X_train, X_test, y_train, y_test = train_test_split(X, Ymc, test_size=0.30, random_state=2019)

def softmaxobj(preds, dtrain):
    
    labels = dtrain.get_label()
    labels = labels.reshape(-1, 1)
    labels = OneHotEncoder(sparse=False, categories='auto').fit_transform(labels)
    
    grad = preds - labels
    hess = 2.0 * preds * (1.0 - preds)
    return grad.flatten('F'), hess.flatten('F')

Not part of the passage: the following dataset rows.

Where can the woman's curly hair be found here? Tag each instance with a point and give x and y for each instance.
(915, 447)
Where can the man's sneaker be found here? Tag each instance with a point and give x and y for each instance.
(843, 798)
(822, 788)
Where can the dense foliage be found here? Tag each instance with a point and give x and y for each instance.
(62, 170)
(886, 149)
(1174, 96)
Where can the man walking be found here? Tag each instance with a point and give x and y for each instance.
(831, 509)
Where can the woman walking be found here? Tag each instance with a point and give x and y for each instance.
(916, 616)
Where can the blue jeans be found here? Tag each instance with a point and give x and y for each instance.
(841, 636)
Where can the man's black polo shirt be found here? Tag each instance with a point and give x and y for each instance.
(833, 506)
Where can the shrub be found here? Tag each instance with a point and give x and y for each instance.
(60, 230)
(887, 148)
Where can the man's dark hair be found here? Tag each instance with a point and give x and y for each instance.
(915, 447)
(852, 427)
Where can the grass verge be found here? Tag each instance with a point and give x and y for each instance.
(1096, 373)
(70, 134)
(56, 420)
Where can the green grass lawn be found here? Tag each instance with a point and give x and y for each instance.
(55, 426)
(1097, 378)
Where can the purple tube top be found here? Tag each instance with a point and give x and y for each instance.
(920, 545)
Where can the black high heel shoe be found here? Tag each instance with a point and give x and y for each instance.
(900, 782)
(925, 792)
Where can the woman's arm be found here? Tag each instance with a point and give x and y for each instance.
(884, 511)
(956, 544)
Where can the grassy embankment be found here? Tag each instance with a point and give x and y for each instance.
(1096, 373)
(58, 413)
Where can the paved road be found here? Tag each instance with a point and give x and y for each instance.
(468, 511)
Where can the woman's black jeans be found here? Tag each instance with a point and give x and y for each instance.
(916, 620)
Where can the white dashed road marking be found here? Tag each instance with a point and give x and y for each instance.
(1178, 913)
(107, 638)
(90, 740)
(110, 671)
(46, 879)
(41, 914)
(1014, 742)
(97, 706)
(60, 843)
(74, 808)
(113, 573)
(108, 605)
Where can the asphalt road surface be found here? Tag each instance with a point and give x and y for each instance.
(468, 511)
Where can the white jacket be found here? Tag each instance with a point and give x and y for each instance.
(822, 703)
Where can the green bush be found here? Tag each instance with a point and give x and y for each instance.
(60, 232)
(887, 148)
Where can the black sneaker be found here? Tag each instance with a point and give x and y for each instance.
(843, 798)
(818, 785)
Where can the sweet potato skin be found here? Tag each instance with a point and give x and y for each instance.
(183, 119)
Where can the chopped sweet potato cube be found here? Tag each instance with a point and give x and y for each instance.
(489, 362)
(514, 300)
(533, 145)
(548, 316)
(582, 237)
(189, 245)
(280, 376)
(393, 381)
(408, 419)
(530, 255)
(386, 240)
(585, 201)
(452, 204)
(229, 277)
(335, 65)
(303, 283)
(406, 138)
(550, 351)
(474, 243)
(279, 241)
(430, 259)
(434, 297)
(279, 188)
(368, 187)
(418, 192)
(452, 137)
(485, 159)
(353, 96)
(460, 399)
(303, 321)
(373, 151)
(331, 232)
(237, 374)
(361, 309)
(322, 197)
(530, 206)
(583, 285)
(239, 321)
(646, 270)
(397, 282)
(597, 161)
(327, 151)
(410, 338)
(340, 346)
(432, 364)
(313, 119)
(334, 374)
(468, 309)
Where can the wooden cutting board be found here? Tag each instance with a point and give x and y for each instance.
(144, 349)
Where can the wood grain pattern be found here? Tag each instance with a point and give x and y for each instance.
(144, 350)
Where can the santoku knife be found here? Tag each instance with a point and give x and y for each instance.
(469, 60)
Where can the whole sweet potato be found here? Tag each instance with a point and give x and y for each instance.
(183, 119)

dtrain = xgb.DMatrix(X_train, label=y_train)
dvalid = xgb.DMatrix(X_test, label=y_test)
dtest = xgb.DMatrix(X_test)
eval_set=[(dvalid, 'eval')]

param = {'max_depth': '6', 'objective':'multi:softprob', 
         'tree_method':'hist', 'num_class': 3,
         'eval_metric': 'mlogloss'}

bst = xgb.train(param, dtrain, num_boost_round=100, 
                verbose_eval=10, evals=eval_set)

preds=bst.predict(dtest)
print(log_loss(y_test, preds))

[0]	eval-mlogloss:0.749971
[10]	eval-mlogloss:0.111583
[20]	eval-mlogloss:0.107522
[30]	eval-mlogloss:0.116207
[40]	eval-mlogloss:0.119493
[50]	eval-mlogloss:0.125152
[60]	eval-mlogloss:0.130457
[70]	eval-mlogloss:0.134239
[80]	eval-mlogloss:0.138156
[90]	eval-mlogloss:0.141714
[99]	eval-mlogloss:0.144838
custom objective logloss0.14483839407071677

#train xgboost with same custom loss function
param = {'max_depth': '6', 'objective':'multi:softprob', 
         'tree_method':'hist', 'num_class': 3,
         'eval_metric': 'mlogloss'}

bst_cust = xgb.train(param, dtrain, num_boost_round=100, 
                     verbose_eval=10, evals=eval_set,
                     obj=softmaxobj)

preds_cust=bst_cust.predict(dtest)
print('custom objective {}'.format(log_loss(y_test, preds_cust)))

[0]	eval-mlogloss:1.16279
[10]	eval-mlogloss:2.63613
[20]	eval-mlogloss:5.60595
[30]	eval-mlogloss:10.83
[40]	eval-mlogloss:15.2783
[50]	eval-mlogloss:17.3254
[60]	eval-mlogloss:18.8124
[70]	eval-mlogloss:19.3257
[80]	eval-mlogloss:18.956
[90]	eval-mlogloss:17.9979
[99]	eval-mlogloss:17.567
custom objective 16.74834724995825

Does any one see anything wrong with my implementation? I was able to get the binary custom objective function to work with no issues.

I figured out the issue with my softmaxobj it seems that converting grad.flatten() and hess.flatten() to grad.flatten('F') and hess.flatten('F') greatly impact the results.